Ankündigungsweltmeisterschaften reichen nicht aus
(pressrelations) - >Zum Abschluss des G8-Gipfels in L´Aquila erklärt Claudia Roth, Bundesvorsitzende von BÜNDNIS 90/DIE GRÜNEN:
"Der G8-Gipfel in den Abruzzen darf im Ergebnis nicht schon wieder eine Ankündigungswelt-meisterschaft nach Art der vergangenen Gipfeltreffen werden: Die G8-Staats- und Regierungschefs formulieren lobenswerte Ziele, aber die Wege dorthin werden entweder nicht benannt oder nicht entschlossen genug eingeschlagen.
Die Einigung auf das Zwei-Grad-Klimaziel ist begrüßenswert. Vollkommen ungenügend bleibt sie jedoch, wenn sie keine konkrete Handlungsverpflichtung für den Klimaschutz hier und heute und mittelfristig bis 2020 umfasst. Luftige Empfehlungen für das, was die Nachfolgeregierungen erreichen sollen, sind wohlfeil, wenn die konkrete Politik von heute bereits vier bis sechs Grad Erderwärmung riskiert.
Auch mit Blick auf Afrika darf es nicht bei bloßen Versprechungen bleiben.
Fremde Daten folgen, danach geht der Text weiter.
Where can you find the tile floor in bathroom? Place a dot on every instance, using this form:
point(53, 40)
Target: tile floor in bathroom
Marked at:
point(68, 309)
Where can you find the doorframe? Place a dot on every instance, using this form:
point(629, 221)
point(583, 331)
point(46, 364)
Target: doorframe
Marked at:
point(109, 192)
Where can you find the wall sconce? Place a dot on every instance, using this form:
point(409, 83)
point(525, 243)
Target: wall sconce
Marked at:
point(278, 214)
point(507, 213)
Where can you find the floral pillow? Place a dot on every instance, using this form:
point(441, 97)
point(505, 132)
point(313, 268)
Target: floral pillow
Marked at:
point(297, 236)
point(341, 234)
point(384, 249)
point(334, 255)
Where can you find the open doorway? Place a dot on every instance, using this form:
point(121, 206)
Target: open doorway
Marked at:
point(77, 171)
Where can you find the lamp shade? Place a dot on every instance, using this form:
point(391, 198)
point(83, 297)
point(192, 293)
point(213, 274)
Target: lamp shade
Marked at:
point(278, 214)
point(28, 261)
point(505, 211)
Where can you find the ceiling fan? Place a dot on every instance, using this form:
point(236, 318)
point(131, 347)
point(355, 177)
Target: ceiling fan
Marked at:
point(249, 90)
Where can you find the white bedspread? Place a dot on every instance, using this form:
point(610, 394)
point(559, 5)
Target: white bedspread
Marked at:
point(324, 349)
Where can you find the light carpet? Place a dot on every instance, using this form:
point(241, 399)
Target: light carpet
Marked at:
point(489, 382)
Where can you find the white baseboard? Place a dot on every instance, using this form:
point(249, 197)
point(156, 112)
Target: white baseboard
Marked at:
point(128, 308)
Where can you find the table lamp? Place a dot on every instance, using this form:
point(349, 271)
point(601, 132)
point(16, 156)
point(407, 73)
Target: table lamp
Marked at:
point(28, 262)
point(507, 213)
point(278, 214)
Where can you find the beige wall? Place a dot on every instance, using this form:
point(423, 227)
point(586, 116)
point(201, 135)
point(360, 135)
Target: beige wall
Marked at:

Welch trauriges Bild die G8-Staaten hier abgeben, zeigt der One-Data-Bericht von Kofi Annan und Bob Geldof: Von den auf G7- bzw. G8-Gipfeln bis ins Jahr 2010 zugesagten Erhöhungen für die Entwicklungszusammenarbeit hat das G8-Präsidentschaftsland Italien bis einschließlich 2008 klägliche 3% realisiert, Frankreich lediglich 7% und Deutschland nur unzureichende 31%.
Es ist gut, wenn G8 sich dem Thema Ressourcenknappheit und Wasser annimmt. Konflikte, die aus der Ressourcenknappheit resultieren, bedrohen die Welt immer mehr. Aber Afrika und die anderen Entwicklungsländer brauchen nicht bloß neue Versprechungen, sondern auch die tatsächliche Einhaltung der gegebenen Zusagen. Und sie brauchen ein Ende der Agrarexportsubventionen, denn diese zerstören die eigenständige Produktion und die Märkte Afrikas."